It's the kind of topic that makes many business owners uneasy: How do you hire someone who's homeless without feeling like a sleaze?

Plenty of companies and nonprofits have already gone through the process, and more are expected to follow now that states such as Utah provide tax credits to businesses that employ people who are homeless. But there are certain things to keep in mind.

1. Start with the Supporters
Find a local homeless shelter or organization (such as the U.S. Department of Veterans Affairs) that specializes in helping this population in a holistic way. Many times there are physical or mental needs that an employer isn't equipped to fulfill, though finding the right partner can provide the new employee more of what they need to become a corporate success.

Annemarie du LeBohn says she took this approach last year when the corporate social responsibility specialist for TNG Real Estate turned to the U.S. Vets' Advance Women's Program to hire a homeless individual:

"It was really important for TNG to find a nonprofit that offered as many resources as possible for the person, because we couldn't pick her up and bring her to work every day and drive her back," says du LeBohn. "We didn't have the ability to feed her, or help her with any medical or emotional needs. They did."

2. Ramp up Responsibilities
Don't assume someone who's homeless is too fragile for a traditional, promotion-driven workload that grows over time. See what works for them.

At TNG, the new employee started as an intern learning about the real estate business. After four months of learning how to be a transaction coordinator, the company hired her and, within five months, saw her move into an apartment--"something she had not had in many years," says du LeBohn.
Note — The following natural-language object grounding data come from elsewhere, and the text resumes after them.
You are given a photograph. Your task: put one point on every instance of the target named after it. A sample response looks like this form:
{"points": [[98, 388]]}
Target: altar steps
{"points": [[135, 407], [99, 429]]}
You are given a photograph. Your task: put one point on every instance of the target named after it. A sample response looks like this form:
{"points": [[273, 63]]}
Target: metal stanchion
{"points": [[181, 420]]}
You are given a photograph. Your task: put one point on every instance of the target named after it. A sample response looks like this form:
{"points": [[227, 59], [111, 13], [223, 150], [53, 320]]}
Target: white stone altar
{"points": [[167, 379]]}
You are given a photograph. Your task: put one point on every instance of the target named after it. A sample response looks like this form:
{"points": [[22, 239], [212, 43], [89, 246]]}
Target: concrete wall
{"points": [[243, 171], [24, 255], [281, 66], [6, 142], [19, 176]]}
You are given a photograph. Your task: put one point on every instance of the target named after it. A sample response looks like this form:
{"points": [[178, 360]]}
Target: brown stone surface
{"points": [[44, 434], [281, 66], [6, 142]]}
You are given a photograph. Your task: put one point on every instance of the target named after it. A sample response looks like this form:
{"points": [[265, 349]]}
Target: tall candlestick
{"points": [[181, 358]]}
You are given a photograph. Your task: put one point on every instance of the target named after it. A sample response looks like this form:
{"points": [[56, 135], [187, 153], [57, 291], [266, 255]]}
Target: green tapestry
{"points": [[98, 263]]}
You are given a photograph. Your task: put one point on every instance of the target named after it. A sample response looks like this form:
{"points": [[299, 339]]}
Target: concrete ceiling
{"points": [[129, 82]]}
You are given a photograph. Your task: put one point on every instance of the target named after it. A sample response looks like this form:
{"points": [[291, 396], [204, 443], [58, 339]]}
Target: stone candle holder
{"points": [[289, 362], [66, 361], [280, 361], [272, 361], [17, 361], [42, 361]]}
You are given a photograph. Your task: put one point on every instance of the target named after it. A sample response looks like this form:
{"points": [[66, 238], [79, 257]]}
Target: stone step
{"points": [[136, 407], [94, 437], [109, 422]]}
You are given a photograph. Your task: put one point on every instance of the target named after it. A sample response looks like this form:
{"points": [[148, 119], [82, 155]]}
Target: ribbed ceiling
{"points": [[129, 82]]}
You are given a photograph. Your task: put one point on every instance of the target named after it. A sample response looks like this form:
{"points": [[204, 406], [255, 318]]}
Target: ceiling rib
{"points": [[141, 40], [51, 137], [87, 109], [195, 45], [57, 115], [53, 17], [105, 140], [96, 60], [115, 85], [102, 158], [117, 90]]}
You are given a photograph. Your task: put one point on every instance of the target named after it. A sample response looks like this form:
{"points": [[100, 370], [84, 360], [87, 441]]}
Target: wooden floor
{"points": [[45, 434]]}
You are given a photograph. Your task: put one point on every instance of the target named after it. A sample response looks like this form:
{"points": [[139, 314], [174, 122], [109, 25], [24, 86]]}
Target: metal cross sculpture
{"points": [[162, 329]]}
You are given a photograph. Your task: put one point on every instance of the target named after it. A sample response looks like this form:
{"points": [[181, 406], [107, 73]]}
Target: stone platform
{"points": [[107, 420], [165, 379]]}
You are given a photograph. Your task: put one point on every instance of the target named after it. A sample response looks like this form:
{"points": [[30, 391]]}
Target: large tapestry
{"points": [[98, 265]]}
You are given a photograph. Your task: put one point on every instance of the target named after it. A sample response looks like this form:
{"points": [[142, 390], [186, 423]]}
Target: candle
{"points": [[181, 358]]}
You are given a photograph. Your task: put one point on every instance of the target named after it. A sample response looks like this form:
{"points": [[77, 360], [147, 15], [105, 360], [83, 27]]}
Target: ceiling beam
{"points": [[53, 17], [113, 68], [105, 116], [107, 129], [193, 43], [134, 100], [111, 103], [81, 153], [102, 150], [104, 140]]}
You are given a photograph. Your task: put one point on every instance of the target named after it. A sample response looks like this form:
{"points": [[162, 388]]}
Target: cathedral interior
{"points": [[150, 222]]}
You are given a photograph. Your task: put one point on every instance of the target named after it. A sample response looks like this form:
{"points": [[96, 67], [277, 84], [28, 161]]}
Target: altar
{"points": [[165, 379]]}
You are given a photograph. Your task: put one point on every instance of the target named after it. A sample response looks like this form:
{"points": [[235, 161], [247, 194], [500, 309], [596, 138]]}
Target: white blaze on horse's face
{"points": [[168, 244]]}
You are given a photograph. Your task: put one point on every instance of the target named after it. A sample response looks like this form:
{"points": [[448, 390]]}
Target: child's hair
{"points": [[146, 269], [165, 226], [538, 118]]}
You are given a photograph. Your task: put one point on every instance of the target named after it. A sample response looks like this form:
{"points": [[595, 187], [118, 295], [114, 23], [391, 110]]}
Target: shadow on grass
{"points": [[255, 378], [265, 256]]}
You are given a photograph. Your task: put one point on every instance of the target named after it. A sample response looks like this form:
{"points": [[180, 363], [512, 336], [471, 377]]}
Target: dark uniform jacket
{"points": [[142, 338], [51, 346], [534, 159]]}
Over at The Empowerment Plan, a Detroit-based nonprofit that employs homeless individuals to create coats that convert into sleeping bags, the first three months is spent teaching new recruits about the basics of sewing. There's also a lot of time focused on instilling confidence:

"The opportunity means the world to them, and they're not really themselves at the beginning," says Veronika Scott, The Empowerment Plan's founder and CEO. "They're trying to learn, and they think they're going to disappoint and we'll fire them."

After that initial psychological hurdle, though, employees learn how to make the entire product from start to finish and are eligible at six months to take out a $1,500 microloan. So far, The Empowerment Plan has hired around 20 homeless individuals--all of whom have moved out of a shelter and into their own home. And no one has defaulted on the loan, except for one worker who passed away.

3. Find the Right Incentives
Experts vary on what the best--translation: enticing but still respectful--incentives might be, though a competitive salary with benefits is still the norm. Additional perks like a raise or reward might be given as certain job-training milestones are achieved over time. But there are other incentives some other employers have reportedly used in the past for temporary workers:

-A Mississippi police department provided a homeless man with an on-site trailer to guard a cemetery that had been repeatedly damaged by vandals.

-One restaurant in Portland gave slices of pizza, soda and a little money to a homeless man so that he'd hold a sign that noted "[the company name] paid me to hold this sign instead of asking for money."

Appropriate? Not to some experts, so consider checking in with your local homeless advocates to see what incentives they might recommend. Even better: Interview a few of their contacts who are homeless but looking for work and see what works best for them. After all,what better way is there to get to know one of your possible future employees?